Enquanto investigava e testava, havia uma necessidade que cada vez mais se tornava evidente: precisava de mais exemplos para teste. O seu próprio servidor não era suficiente para lhe dar todas as respostas que procurava. Cada vez mais esta situação o consumia. Dias antes das férias de natal finalmente resolveu partilhar essa questão com John. Este limitou-se a pedir-lhe para não fazer nada, mas para não esquecer a ideia durante as férias. Esquecer era impossível para Diogo, esta questão tornara-se o ponto fulcral da sua atenção, mas aquele pedido velado para que nada fizesse sem a presença de John fê-lo ficar sossegado. Não o impediu de colocar na mesa todas as questões e hipóteses que ponderava, mas respeitou o pedido do seu amigo, antecipando ansiosamente a altura certa de falar no assunto.
Além de colegas de turma, eram amigos, colegas de clube, companheiros de saídas. Inteligentes e com passados conturbados, encontraram um no outro uma rebelde e magoada alma à sua semelhante em diversos aspectos, capaz de compreender e amainar a dor de cada um.
Diogo foi percebendo a história de John através de pequenos fragmentos apanhados ao longo do tempo que haviam passado juntos. John nasceu em Inglaterra, nos arredores de Londres, filho de pais portugueses, educado num colégio interno devido à profissão dos pais requerer que estes viajassem quase constantemente. Foi no colégio que John estudou e viveu até ao final do ano lectivo anterior. Dias depois das férias, os seus pais morreram na queda de um avião ligeiro de passageiros, deixando John entregue aos avós que mal conhecia, pais da sua falecida mãe, que John vira umas quatro vezes até aí. Ainda não sendo muito próximo dos pais, após a sua morte John sentia-se completamente sozinho no mundo. De um momento para o outro, John perdera os pais, a sua zona de conforto, o seu país, toda a gente que conhecia. A sua vida fora estilhaçada.
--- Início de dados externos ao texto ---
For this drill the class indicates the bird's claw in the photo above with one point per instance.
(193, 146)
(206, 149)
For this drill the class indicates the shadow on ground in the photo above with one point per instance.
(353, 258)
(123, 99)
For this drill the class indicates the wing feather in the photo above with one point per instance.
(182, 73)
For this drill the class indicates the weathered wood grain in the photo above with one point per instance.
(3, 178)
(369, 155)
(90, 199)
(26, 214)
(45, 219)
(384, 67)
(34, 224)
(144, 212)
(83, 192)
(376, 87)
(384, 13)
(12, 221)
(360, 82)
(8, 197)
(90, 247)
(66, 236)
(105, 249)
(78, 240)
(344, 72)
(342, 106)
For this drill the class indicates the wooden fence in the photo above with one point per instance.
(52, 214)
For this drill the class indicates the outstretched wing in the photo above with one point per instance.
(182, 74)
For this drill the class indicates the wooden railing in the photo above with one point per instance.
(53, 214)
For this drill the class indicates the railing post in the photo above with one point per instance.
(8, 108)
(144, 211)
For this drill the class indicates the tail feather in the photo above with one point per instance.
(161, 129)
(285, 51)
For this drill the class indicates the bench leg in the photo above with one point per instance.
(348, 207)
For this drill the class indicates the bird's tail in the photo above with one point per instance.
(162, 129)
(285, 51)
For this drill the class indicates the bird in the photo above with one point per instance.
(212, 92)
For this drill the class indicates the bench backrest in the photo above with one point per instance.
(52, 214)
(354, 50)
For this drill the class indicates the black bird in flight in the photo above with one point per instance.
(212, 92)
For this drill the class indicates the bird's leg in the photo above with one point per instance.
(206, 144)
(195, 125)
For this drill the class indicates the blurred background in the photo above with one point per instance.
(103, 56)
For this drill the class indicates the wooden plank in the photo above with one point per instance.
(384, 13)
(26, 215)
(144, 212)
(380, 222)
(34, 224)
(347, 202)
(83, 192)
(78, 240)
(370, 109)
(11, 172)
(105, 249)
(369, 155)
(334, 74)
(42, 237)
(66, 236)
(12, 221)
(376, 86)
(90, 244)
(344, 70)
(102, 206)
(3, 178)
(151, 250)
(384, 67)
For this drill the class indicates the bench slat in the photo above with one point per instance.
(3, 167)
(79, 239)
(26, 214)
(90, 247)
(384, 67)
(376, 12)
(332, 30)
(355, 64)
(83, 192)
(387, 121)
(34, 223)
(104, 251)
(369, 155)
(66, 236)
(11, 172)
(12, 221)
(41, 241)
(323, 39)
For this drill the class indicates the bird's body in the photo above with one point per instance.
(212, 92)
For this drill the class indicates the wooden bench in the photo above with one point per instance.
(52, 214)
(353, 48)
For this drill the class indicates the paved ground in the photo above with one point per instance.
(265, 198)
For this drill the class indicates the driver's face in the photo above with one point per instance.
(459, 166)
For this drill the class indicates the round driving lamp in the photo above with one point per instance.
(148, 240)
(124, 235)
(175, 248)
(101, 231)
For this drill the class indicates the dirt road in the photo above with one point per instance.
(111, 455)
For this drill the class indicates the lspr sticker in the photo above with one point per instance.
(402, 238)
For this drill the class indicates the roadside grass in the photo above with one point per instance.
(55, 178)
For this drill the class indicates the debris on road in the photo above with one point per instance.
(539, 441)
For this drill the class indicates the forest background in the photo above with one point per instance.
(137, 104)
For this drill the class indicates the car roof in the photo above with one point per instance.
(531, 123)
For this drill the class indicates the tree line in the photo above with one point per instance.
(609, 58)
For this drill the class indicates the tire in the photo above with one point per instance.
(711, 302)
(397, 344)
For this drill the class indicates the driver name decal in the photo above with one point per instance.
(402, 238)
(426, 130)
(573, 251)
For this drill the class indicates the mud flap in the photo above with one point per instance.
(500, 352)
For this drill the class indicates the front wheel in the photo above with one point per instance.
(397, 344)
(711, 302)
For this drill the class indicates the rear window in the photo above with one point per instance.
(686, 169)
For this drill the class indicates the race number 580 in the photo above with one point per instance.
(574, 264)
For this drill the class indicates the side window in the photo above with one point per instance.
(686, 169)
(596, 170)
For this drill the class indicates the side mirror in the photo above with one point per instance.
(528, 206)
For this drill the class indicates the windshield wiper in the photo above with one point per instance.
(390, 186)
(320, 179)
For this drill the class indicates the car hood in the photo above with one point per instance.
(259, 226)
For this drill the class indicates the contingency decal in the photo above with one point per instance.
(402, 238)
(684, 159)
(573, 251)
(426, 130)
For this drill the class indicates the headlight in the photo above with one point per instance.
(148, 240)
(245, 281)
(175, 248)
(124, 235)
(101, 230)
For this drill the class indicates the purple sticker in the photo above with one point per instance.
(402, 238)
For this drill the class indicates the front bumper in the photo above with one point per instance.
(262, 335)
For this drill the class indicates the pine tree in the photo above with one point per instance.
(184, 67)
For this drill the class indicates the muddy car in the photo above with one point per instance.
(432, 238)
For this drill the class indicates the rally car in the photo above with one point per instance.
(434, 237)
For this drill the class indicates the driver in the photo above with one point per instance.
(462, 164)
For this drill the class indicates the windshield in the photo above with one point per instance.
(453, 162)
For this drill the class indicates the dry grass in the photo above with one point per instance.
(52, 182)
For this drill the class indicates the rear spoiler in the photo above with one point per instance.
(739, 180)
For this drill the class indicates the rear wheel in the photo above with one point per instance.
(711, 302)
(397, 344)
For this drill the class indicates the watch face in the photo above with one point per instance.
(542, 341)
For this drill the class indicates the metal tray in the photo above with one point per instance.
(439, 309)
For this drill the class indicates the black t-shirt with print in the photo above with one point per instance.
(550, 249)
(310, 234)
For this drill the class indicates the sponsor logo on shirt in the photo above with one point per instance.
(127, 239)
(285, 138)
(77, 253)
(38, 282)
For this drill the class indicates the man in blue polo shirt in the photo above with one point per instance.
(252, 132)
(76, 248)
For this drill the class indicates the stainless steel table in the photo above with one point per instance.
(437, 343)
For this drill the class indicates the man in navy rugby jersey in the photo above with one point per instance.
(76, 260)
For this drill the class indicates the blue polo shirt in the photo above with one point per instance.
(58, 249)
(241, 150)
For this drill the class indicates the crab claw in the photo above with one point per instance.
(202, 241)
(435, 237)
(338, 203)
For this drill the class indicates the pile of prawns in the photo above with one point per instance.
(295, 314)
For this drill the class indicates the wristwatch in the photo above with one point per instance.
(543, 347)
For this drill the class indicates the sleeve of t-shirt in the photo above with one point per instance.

John não quis aceitar a sugestão dos avós de interromper os estudos durante esse ano enquanto se ambientava ao novo país. Precisava de uma réstia de normalidade, e as aulas, embora num país diferente e numa escola nova, eram tudo o que lhe restava dessa normalidade perdida. Aproximara-se de Diogo após observá-lo no primeiro dia de aulas, e sabia ter feito a escolha certa. As questões de Diogo sobre todos os temas que John adorava eram infindáveis, a sua curiosidade nunca satisfeita, forçando John a repensar o porquê das coisas. Sugeria alternativas com mérito de teste. Oferecia-lhe um sorriso compreensivo e uma cerveja quando os dias pareciam mais longos de passar. Saiam ao fim de semana para um bar próximo do dojo de Diogo, um bar de musica rock com o ocasional metal à mistura, com varias salinhas semi-privadas para grupos. Jogavam uma variante americana de pool, chamada Bola 9, e John tinha um particular jeito para o jogo, chegando a ganhar a ocasional aposta sobre o mesmo à pressão, valendo a ambos uns trocos extra para mais uma bebida.
Para John, este seria o primeiro Natal sem os pais, passado pela primeira vez num país estranho, junto de familiares que mal conhecia. Diogo não podia permitir isso. Pediu receosamente a David para que John e os avós fossem passar o Natal com eles. Pediu para não explicar o porquê, mas tal pedido foi-lhe negado. David precisava de uma explicação, e Diogo foi obrigado a revelar os motivos que o levaram a tal pedido. John facilmente obteve a autorização dos avós, embora estes tenham recusado o convite a eles dirigido.
Diogo ficou radiante ao saber que John iria passar o Natal com ele. Juntou algum dinheiro que tinha de parte e comprou a edição especial do "Darkness and Hope" dos Moonspell como prenda para John.
David teria que passar esse Natal fora, em trabalho, e como tal, Diogo sentia-se aliviado por ao menos poder contar com a presença de uma das duas pessoas que o compreendiam. Ter John significava que Diogo não passaria mais de metade da noite acordado, com pensamentos dolorosos que nenhum antidepressivo poderia apagar. Para John, ter Diogo ao lado significava ter o apoio daquele que melhor o conhecia num momento de profunda dor. O primeiro Natal depois do acidente...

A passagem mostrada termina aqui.